If you live in an apartment or condominium complex or similar – multiple dwelling units or MDUs as they’re called – then there is an additional hurdle between you and faster Internet service: your landlord or home owners’ association. Generally speaking, ISPs have to get permission to upgrade or install broadband facilities on private property. Those who control access can, in many cases, demand some form of compensation for saying yes.
Google has run into this problem in Kansas City. Verizon is having similar problems in New York. According to a story in Fierce Telecom…
Hamdi Nezaj, a Bronx building owner, said that he has blocked crews from installing wiring in more of his buildings due to sloppy installation work.
“They never came back to fix the holes that were drilled, fix the boxes they installed and put molding on their respective wires,” he said.
Verizon faced a similar issue earlier last January when it decided to update all of the copper wiring that was damaged by Hurricane Sandy to FiOS. While FiOS provides higher reliability and better features and speeds, none of those elements were enough to convince landlords in six New York City apartment buildings to let them install fiber. At the time, the landlords claimed that some tenants who that reside in these buildings want to keep their copper-based DSL and PSTN services.
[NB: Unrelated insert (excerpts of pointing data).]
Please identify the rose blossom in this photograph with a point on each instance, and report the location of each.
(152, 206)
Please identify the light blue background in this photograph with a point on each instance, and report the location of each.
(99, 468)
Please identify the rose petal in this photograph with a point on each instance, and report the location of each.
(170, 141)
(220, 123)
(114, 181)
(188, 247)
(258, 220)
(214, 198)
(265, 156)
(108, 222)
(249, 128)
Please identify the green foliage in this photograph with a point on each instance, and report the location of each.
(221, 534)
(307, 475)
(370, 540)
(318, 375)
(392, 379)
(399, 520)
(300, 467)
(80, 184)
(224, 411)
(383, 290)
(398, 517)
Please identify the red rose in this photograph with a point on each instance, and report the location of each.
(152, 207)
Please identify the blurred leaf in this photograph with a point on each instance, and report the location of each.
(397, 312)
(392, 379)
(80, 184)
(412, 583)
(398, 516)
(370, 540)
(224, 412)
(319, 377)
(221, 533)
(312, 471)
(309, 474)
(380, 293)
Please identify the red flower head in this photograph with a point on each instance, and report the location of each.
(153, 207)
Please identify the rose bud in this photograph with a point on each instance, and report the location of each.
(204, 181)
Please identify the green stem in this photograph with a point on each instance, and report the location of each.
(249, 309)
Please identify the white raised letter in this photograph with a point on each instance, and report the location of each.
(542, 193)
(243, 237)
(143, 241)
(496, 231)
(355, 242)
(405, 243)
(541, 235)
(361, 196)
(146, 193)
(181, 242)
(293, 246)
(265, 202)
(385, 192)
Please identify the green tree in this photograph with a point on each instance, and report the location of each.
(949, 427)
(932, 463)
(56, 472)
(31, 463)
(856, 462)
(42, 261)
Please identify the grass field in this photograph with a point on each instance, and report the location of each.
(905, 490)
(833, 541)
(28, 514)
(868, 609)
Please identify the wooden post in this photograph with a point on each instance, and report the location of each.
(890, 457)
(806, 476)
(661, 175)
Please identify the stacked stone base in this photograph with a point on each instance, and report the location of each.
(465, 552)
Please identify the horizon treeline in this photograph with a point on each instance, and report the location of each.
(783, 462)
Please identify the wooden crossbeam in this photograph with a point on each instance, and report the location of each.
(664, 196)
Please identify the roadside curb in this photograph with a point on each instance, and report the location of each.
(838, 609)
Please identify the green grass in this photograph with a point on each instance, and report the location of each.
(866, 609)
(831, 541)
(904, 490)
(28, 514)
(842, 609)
Whether it’s reluctance to pay for upgrades, as in Kansas City, or a bargaining position aimed at getting a better deal, landlords will offer disingenuous reasons for saying no, and home owners associations can be equally stroppy, with condo board politics often complicating matters.
In New York, Verizon continues to slog it out, with the city government also in the mix. Google, on the other hand, seems to be looking for new ways around the problem. There are no announced plans to expand Google Fiber to New York, but even so the company is opening a sales office, specifically targeting MDUs and mid-sized businesses.
The old business model is that service providers pay for access to MDUs, frequently on an exclusive basis. That’s a recipe for delays, often for many years. It’ll be interesting to see if Google will find a new business model, as it’s trying to do in Provo, or learn to live with the old one.